MLOps on AWS


Welcome to this comprehensive guide on MLOps on AWS. In this article, we will explore the world of MLOps (Machine Learning Operations) on the AWS (Amazon Web Services) platform. MLOps brings together the disciplines of machine learning and DevOps, enabling organizations to effectively develop, deploy, and manage machine learning models at scale. By leveraging the powerful capabilities of AWS, you can streamline your ML workflows and drive innovation in your organization.

What is AWS MLOps?

The MLOps workflow encompasses several crucial stages to ensure the successful development and deployment of machine learning models. Let’s dive into each of these stages:

Scoping: In this initial phase, we define the project scope and assess whether machine learning is the right approach to address the problem at hand. We perform requirement engineering and ensure that the necessary data is available. Data accuracy and relevance to the use case are validated to ensure high-quality input.
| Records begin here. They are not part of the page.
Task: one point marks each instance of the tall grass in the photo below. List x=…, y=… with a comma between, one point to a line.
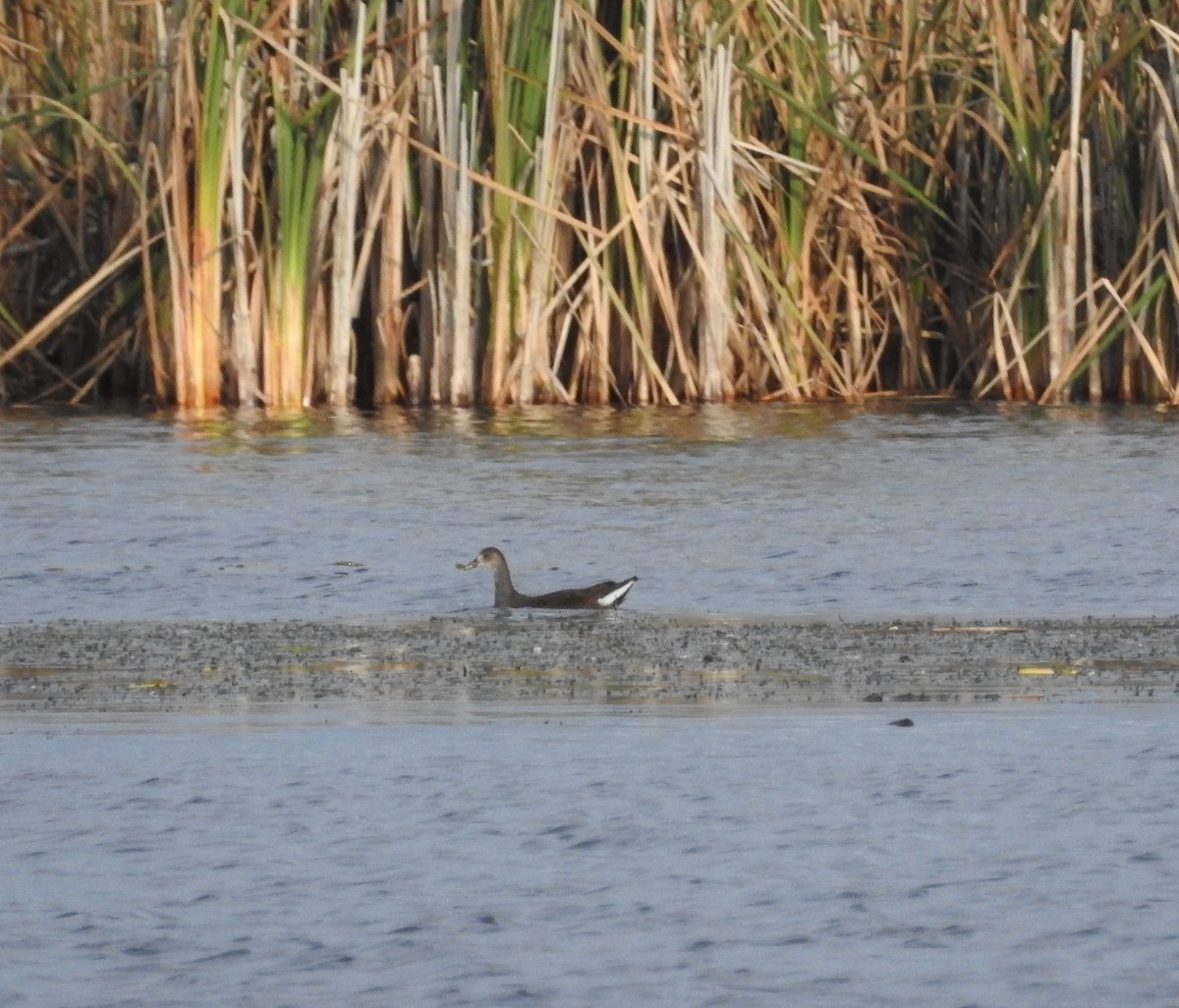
x=661, y=201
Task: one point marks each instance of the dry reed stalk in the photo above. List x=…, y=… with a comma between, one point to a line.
x=716, y=196
x=348, y=139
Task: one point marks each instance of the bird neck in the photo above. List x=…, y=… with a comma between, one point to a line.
x=505, y=592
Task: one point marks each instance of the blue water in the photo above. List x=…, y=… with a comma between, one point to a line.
x=489, y=855
x=900, y=510
x=548, y=858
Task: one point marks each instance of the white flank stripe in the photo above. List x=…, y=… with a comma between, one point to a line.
x=617, y=595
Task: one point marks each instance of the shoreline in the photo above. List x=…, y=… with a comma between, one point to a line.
x=605, y=659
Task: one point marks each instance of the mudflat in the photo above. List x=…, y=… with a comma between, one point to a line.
x=596, y=658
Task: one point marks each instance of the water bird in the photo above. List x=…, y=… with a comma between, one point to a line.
x=602, y=595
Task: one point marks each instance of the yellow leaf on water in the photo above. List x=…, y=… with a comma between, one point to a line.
x=1046, y=670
Data Engineering: This stage focuses on gathering and preprocessing the data. We establish baselines, clean the data, format it appropriately, and assign relevant labels. Organizing the data in a structured manner facilitates model training and enhances overall model performance.

Modeling: Now, it’s time to design and implement the machine learning model. Using the prepared and cleaned data, we train the model and evaluate its performance. Error analysis and specifying appropriate error metrics help us monitor and fine-tune the model to achieve desired results.

Continuous integration and deployment: Once the model is ready, we package it for deployment. Depending on the requirements, deployment can take various forms. For edge-based models, we might package them as Docker containers deployed on cloud infrastructure, leverage serverless cloud platforms, integrate them into mobile applications, or wrap them with API servers exposing REST or gRPC endpoints.

Monitoring: Monitoring is a critical aspect of MLOps. After deployment, we continuously monitor the infrastructure and the model’s performance. This involves keeping a close eye on the infrastructure’s load, usage, storage, and overall health to ensure smooth operations. Additionally, we monitor the model’s efficiency, correctness, bias, and data drift. This ongoing monitoring helps us assess the model’s behavior in real-world scenarios and identify any necessary adjustments or improvements.

Collaboration: Collaboration are essential in MLOps, just like in DevOps. It involves aligning team members towards shared goals, fostering cross-functional collaboration, establishing effective communication channels, documenting processes, conducting code reviews, and promoting continuous feedback and improvement. By prioritizing collaboration and communication, MLOps teams can work cohesively, share knowledge, and drive successful outcomes.

By following this comprehensive MLOps workflow, we can effectively develop, deploy, and monitor machine learning models, ensuring their accuracy, reliability, and alignment with the desired outcomes.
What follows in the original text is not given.